Mr HIBBINS (Prahran) — My adjournment matter is for the Minister for Planning. The action I seek is for the minister to remove the Punt Road acquisition overlay. There is currently a planning panel looking at removing, amending or retaining the overlay. Information submitted by VicRoads makes it clear that continuing with the overlay and pursuing a road widening would be an expensive, destructive and pointless exercise.
It will be expensive because the estimated cost for the road widening is half a billion dollars, money that should be used to invest in public transport options and managing the existing road network. It will be destructive because 130 properties would have to be taken to widen Punt Road, with many homes destroyed, including some buildings with heritage value and a local pub. It will have negative impact on local amenity, making residents' access to schools, parks, shops and services more difficult. It will be pointless because in VicRoads's own words, Punt Road volumes would increase significantly under the six-lane concept when compared to the base case, as additional demand is attracted to the corridor.
VicRoads's own projections show a 65 per cent increase in traffic along Punt Road with a road widening and only a marginal improvement in travel times of 4 kilometres an hour in the morning peak — that is $125 million per kilometre an hour. This is all based on VicRoads's projections, mind you, that suggest that after years of declining traffic on Punt Road we are suddenly going to have a massive growth in the number of cars on our roads. The projections need to be looked at very carefully.
I accept that acquisition overlays can be a tool to use to reserve private land for public use. In Stonnington we use them to reserve land for parks and open space as part of our planned and funded open space strategy, but to have an overlay on for 50 years for an unplanned and unfunded project that, if put in place, would be an expensive, destructive and counterproductive folly is not appropriate. The Punt Road area is not just a road that people drive through that needs to be widened at all costs; it is an area where people live, go to school, play in parks, walk along and visit family in hospital or in aged-care homes.
There is a good alternative. VicRoads currently owns around $19 million worth of assets along Punt Road. Some of these could be sold off to invest in Punt Road improvements — an improved route 246 bus service that links in with other services for an inter-city orbital route, modern bus stops with real-time electronic timetable displays and amenity improvements such as street trees and park benches, which are lacking in the area.
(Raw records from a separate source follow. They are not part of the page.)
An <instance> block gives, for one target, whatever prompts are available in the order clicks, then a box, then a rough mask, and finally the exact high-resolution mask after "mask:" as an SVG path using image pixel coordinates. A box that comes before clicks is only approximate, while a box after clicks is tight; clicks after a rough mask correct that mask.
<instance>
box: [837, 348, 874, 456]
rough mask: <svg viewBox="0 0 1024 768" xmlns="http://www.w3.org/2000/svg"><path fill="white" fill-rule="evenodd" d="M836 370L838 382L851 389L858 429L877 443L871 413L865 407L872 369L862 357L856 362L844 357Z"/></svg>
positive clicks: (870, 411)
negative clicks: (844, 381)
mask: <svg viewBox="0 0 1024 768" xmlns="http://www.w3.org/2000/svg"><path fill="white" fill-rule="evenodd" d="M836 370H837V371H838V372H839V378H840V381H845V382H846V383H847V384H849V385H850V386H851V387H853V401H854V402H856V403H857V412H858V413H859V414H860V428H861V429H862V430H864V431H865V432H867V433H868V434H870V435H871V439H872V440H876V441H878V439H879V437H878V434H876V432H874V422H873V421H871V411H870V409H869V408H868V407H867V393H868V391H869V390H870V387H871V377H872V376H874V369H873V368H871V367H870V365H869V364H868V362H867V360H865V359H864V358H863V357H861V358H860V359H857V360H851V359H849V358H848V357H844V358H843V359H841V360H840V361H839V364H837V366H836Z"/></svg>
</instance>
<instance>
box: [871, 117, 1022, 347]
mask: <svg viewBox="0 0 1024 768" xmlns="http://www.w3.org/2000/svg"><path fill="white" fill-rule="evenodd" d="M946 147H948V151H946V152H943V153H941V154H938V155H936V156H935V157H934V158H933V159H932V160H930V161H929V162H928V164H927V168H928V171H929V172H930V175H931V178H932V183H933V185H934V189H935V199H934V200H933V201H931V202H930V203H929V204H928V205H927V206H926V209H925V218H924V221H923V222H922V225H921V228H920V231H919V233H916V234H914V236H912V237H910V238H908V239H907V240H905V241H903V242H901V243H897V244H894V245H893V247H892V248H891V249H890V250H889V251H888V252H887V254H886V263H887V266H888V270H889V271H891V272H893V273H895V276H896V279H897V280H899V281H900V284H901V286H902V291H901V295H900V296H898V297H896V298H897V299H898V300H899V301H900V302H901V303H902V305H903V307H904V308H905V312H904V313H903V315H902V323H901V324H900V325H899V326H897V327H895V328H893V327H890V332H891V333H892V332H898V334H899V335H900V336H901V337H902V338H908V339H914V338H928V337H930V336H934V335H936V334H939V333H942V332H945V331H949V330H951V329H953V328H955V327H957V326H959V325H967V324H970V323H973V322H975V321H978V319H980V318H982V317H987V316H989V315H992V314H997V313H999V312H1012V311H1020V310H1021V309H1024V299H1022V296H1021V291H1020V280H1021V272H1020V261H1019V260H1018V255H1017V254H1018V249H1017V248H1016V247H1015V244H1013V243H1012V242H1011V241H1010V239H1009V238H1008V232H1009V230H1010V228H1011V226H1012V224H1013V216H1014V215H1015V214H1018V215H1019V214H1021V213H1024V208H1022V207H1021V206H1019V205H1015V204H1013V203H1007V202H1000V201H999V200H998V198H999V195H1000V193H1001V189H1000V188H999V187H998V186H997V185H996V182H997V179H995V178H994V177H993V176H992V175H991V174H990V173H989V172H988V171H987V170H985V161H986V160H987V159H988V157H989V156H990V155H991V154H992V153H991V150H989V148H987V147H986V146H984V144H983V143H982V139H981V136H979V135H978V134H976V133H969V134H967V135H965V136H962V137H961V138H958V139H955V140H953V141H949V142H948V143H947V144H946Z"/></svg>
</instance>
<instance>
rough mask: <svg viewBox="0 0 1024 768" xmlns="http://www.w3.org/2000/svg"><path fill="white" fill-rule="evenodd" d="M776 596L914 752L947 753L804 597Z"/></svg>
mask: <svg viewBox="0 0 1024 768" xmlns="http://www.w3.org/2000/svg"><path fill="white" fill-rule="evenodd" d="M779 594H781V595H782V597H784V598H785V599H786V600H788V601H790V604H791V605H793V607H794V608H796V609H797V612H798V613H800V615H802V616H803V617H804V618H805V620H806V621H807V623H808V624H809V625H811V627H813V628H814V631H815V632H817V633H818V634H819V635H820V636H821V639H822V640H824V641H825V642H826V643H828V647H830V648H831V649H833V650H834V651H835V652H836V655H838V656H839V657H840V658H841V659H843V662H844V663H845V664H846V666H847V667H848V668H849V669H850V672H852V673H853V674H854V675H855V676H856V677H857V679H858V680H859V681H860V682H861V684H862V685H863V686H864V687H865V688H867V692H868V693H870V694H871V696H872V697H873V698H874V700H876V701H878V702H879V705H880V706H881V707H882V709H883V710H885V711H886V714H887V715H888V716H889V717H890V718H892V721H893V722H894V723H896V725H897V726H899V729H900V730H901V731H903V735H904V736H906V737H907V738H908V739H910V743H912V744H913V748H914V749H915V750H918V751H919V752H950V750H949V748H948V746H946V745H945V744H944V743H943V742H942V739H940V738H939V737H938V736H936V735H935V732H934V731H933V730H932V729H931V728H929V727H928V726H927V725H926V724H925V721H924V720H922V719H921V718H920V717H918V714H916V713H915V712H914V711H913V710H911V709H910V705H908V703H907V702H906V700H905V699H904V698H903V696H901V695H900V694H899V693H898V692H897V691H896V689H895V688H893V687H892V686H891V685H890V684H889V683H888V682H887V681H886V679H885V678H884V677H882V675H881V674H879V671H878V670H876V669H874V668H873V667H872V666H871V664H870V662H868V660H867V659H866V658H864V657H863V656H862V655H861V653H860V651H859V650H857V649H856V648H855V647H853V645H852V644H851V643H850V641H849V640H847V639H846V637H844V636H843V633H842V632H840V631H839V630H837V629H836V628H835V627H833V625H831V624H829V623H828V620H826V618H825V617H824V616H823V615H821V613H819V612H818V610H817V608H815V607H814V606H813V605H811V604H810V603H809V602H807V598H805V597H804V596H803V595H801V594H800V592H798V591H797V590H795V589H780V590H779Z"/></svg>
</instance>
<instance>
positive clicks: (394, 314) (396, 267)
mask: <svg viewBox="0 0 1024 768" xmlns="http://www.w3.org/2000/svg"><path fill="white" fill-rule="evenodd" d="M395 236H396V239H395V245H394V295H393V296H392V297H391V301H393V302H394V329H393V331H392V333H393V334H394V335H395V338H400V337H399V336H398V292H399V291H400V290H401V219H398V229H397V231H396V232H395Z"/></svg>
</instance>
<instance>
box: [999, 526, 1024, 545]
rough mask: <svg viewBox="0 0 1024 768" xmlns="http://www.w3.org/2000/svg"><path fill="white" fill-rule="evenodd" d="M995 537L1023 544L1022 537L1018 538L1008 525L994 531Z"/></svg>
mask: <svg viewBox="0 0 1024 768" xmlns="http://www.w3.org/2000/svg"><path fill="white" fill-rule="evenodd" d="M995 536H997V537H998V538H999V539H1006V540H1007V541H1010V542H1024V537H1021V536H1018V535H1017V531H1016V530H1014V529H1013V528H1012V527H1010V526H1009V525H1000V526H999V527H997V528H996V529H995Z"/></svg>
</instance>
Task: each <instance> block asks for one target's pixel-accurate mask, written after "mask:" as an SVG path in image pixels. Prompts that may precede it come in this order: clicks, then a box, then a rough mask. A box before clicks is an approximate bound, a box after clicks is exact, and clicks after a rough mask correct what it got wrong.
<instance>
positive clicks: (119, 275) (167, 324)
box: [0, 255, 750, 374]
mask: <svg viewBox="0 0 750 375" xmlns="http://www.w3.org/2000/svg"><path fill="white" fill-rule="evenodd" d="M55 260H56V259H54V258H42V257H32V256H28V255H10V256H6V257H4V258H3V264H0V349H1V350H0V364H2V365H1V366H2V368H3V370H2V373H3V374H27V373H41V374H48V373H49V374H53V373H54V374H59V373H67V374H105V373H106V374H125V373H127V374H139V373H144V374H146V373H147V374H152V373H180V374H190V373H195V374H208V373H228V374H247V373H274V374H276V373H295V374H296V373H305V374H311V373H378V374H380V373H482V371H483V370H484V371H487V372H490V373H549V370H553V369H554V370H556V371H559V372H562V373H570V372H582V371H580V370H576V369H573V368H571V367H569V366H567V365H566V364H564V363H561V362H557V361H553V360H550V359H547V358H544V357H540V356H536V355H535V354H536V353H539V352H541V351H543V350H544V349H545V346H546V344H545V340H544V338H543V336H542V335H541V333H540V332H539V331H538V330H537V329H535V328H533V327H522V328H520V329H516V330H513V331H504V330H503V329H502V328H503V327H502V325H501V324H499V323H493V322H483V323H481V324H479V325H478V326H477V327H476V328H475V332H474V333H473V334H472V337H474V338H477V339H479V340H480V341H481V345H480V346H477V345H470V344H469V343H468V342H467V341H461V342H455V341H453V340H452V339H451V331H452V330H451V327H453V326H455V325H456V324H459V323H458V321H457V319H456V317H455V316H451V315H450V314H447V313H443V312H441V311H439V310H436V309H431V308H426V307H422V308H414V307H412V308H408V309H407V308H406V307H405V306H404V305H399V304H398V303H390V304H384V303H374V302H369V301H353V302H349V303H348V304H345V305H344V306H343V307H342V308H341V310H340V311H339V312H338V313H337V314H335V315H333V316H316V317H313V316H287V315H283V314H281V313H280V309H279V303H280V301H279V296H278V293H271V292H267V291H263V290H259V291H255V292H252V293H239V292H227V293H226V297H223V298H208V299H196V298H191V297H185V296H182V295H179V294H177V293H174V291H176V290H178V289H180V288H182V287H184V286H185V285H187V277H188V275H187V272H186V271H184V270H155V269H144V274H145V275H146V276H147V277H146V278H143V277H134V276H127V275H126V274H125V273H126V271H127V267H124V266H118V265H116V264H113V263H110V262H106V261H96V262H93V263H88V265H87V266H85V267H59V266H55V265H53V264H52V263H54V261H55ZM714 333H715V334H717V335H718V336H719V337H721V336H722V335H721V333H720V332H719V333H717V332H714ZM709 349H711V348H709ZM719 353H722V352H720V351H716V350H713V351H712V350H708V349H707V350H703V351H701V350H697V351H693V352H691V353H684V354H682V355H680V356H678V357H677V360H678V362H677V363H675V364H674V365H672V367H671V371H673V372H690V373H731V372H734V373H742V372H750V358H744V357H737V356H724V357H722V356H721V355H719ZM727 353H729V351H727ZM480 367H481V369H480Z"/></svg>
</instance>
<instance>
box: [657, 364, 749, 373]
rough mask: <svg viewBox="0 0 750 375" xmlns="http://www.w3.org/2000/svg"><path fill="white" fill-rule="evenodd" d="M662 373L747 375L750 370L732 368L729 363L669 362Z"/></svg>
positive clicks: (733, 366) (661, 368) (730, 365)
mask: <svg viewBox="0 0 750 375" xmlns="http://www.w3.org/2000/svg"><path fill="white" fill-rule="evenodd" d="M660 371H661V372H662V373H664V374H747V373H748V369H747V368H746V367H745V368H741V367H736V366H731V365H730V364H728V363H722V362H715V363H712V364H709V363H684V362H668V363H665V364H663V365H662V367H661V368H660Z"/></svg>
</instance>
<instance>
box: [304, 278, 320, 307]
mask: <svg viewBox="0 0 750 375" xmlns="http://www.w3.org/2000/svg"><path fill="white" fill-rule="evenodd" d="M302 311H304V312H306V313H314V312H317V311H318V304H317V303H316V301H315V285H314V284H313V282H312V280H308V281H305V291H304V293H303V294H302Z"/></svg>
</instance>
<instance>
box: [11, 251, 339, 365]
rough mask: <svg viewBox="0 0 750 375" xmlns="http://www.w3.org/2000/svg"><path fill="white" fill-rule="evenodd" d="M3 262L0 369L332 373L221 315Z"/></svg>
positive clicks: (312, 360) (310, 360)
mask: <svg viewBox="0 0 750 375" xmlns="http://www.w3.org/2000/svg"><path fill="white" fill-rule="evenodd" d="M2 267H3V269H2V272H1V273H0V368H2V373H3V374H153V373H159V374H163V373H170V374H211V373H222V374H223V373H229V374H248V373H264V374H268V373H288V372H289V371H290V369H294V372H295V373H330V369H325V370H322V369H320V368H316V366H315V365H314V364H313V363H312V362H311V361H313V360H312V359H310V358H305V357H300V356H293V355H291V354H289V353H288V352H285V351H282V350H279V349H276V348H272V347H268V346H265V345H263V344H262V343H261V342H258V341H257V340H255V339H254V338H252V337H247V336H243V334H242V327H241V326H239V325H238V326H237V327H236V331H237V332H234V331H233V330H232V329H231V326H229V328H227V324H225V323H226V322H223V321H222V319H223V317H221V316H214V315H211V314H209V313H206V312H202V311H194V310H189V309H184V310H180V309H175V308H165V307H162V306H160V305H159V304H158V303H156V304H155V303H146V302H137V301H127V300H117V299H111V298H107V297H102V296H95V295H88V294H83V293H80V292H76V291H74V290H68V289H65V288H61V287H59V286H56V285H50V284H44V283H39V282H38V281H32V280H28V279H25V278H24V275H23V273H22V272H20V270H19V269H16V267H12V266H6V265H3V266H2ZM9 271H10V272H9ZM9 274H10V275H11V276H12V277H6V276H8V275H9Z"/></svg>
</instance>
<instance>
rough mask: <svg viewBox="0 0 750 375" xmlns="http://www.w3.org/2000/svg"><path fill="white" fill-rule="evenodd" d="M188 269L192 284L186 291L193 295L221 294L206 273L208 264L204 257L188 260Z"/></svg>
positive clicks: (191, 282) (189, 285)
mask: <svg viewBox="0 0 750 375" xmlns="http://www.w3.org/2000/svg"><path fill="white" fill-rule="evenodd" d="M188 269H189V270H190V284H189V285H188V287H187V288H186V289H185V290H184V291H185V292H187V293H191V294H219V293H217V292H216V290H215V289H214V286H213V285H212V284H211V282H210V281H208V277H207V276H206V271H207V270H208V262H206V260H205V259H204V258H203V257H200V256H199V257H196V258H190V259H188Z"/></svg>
Half a billion dollars could and should pay for increasing capacity on our train and tram network by upgrading our outdated rail signalling and providing new and upgraded stations, rolling stock and line extensions and an integrated transport network where tram lines and bus routes link up with train stations.
Much of the Punt Road area is in a residential growth zone. Removing the overlay would result in improved street frontages and the retention of heritage buildings and modern urban developments that cater to sustainable transport and add to the local amenity rather than vacant blocks and un-renovated homes. That would be a good future for Punt Road and the surrounding area.